* Re: [RFC PATCH] thermal: Schedule a backup thermal shutdown workqueue after a known period of time to tackle failed poweroff
[not found] <1450676778-7840-1-git-send-email-j-keerthy@ti.com>
@ 2015-12-28 17:41 ` Nishanth Menon
2015-12-29 9:16 ` Keerthy
0 siblings, 1 reply; 6+ messages in thread
From: Nishanth Menon @ 2015-12-28 17:41 UTC (permalink / raw)

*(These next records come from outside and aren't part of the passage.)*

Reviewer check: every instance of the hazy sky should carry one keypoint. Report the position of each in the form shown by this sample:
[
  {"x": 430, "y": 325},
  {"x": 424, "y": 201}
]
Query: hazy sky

To: Keerthy, rui.zhang, edubezval; +Cc: linux-omap, linux-pm@vger.kernel.org
On 12/20/2015 11:46 PM, Keerthy wrote:
+linux-pm.
> In few rare conditions like during boot up the orderly_poweroff
> function might not be able to complete fully leaving the device
> running at dangerously high temperatures. Hence adding a backup
> workqueue to act after a known period of time and poweroff the device.
>
> Suggested-by: Nishanth Menon <nm@ti.com>
> Reported-by: Nishanth Menon <nm@ti.com>
The specific case I hit was a critical temperature event as soon as
the hwmon device was probed (the driver tmp102 was a kernel module).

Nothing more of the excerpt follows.